Had David won, it’s unlikely any similar questions would have been asked about the millionaire donors that inflated his campaign war chest far beyond anything his rivals could hope to match. Just as the overwhelming support the Conservatives received from big business before the general election was seen, most notably by the rightwing press, as the definitive mark of credibility, with no thought of illegitimate or corrupt influence so much as discussed. Such are the democratic values of a capitalist society, as Ralph Miliband understood very well.

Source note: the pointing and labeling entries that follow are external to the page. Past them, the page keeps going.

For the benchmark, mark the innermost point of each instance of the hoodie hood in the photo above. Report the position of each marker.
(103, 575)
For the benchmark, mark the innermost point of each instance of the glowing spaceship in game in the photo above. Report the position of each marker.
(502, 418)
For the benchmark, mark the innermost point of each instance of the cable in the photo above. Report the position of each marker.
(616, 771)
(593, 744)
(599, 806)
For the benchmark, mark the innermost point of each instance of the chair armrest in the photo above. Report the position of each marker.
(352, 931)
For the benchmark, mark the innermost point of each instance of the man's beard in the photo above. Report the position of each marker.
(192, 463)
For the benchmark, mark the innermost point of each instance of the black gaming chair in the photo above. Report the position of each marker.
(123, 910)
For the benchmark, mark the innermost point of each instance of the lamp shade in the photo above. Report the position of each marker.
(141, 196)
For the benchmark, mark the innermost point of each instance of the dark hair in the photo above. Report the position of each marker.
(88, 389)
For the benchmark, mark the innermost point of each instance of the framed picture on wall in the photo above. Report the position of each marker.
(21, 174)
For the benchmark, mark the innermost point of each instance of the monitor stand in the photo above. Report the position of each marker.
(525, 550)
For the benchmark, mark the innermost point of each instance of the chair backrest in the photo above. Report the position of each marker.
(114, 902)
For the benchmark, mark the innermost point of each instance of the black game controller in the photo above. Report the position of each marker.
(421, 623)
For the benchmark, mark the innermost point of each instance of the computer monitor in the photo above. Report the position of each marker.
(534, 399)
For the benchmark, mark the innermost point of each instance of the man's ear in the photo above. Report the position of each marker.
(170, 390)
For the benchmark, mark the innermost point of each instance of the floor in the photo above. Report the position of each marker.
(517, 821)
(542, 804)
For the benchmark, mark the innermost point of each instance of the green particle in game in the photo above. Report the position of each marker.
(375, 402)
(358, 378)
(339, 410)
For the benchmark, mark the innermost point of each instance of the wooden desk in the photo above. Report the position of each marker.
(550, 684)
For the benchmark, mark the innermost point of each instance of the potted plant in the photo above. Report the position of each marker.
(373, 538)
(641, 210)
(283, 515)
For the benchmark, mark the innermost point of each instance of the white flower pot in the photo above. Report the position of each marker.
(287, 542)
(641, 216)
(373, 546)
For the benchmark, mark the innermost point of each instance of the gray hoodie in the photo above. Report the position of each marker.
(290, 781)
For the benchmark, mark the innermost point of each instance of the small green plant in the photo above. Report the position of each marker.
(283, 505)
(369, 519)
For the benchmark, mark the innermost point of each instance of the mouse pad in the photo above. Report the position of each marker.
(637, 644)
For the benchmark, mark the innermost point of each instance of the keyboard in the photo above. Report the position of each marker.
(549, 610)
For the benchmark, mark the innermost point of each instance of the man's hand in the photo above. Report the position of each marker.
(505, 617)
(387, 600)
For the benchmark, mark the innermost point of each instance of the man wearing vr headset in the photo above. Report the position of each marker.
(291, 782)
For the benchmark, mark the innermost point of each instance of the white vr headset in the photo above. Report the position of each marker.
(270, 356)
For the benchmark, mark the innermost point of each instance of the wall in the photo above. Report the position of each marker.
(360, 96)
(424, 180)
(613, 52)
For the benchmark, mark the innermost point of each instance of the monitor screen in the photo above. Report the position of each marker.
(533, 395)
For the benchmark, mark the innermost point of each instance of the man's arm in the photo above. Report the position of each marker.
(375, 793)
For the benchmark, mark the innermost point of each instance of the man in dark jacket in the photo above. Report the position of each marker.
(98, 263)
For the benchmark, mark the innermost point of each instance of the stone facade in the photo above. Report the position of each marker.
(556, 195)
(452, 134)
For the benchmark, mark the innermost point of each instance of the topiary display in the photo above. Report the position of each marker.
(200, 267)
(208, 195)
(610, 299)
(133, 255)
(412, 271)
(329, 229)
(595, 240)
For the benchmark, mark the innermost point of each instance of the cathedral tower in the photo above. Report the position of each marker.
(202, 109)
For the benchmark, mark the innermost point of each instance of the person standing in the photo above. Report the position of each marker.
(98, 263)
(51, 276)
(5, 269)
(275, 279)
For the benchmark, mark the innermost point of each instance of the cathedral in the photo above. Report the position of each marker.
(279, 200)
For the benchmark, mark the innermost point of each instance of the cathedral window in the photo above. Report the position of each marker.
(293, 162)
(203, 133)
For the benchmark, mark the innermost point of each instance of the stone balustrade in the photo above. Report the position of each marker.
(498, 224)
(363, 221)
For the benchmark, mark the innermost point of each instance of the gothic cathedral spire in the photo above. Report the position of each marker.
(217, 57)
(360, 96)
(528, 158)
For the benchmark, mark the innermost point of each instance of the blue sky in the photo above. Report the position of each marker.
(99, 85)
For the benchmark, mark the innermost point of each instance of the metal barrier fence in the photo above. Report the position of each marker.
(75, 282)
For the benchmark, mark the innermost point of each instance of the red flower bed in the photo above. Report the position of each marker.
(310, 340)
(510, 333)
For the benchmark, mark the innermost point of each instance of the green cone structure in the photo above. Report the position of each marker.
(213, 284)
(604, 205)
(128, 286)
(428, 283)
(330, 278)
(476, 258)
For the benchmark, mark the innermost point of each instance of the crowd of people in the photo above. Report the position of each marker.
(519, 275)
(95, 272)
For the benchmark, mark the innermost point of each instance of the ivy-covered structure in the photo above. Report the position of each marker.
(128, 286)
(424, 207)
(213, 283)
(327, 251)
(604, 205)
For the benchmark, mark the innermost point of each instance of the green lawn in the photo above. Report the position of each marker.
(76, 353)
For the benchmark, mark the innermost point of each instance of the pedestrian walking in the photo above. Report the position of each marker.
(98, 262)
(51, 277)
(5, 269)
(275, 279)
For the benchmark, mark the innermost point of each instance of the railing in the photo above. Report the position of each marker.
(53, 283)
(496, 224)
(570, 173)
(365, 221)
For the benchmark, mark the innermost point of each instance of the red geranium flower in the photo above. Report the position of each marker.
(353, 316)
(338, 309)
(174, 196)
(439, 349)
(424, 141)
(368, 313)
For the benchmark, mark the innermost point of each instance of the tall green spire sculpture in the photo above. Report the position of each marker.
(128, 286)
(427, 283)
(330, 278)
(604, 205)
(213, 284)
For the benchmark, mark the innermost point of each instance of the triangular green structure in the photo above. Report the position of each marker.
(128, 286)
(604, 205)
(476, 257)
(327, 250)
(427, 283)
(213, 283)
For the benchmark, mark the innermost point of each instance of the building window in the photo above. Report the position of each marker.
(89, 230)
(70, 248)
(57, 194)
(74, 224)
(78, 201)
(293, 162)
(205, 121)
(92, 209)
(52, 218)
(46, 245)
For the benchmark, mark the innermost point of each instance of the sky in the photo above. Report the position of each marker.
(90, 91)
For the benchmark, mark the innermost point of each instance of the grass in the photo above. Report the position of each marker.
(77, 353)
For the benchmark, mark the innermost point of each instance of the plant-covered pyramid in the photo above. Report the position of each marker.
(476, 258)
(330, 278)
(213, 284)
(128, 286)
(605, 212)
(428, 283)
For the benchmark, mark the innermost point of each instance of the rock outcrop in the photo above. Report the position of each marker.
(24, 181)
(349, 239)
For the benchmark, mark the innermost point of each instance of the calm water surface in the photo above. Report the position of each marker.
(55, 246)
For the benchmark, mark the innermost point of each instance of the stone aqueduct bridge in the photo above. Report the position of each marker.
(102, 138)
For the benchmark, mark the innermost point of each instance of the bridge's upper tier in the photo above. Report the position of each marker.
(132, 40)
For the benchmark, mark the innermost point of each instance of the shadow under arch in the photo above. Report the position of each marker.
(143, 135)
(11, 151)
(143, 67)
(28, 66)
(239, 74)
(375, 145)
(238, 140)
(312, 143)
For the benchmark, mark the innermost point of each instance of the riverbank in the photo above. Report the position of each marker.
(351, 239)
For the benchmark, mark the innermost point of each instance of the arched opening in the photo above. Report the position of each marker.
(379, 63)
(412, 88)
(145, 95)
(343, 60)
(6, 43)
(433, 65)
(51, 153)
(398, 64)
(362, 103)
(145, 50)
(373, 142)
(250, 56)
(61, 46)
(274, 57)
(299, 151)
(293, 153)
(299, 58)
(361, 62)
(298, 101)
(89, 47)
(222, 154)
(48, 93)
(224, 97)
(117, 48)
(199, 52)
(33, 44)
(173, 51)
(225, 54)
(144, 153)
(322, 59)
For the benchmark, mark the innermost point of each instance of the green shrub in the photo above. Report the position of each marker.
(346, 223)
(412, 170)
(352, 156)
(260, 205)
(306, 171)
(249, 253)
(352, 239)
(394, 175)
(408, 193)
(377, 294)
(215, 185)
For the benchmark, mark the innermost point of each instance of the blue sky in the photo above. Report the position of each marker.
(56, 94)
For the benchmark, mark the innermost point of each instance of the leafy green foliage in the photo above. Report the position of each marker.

In October, the government will unveil its Comprehensive Spending Review, a classic act of neo-liberal shock therapy, with cuts of 25-40% proposed to departmental budgets. This is the centrepiece of the government’s plan to eliminate the bulk of the national debt in five years through eye-watering austerity measures, which authoritative studies have shown will bear down disproportionately on the poorest members of society. Respected Keynesian economists such as the Nobel laureates Joseph Stiglitz and Paul Krugman have warned that this draconian fiscal tightening risks repeating the worst policy mistakes of the 1930s, destroying demand and causing either a second recession or a prolonged period of stagnation coupled with soaring levels of unemployment.
The question is how Labour will respond. Under Gordon Brown, it went into the election campaign offering its own deficit reduction plan which, though less extreme than Cameron’s, was by its own admission deeper and tougher than anything imposed by Thatcher. David Miliband pledged to continue this policy, but Brown’s former protégé Ed Balls, another leadership candidate, proposed challenging the deficit consensus that had taken hold of the political class, arguing instead that the pace of deficit reduction should be much slower, and based more on growth than on fiscal austerity.
Ed Miliband was careful not to commit himself to either position, though he hinted that he would amend Labour’s existing policy to change the balance from spending cuts towards progressive tax rises. If he chooses someone on the right of the party as shadow finance minister, his powerful enemies will perhaps be mollified, at least for the moment, while many of his supporters will be disillusioned. If he selects Balls, and a Keynesian challenge to the consensus, he will be giving a strong indication to the media and to the right of his party that he will not be a leader that they can intimidate easily. If he does take this path, the departure of his brother from front-line politics, removing the only credible pretender to the throne, may strengthen his position in the long-term.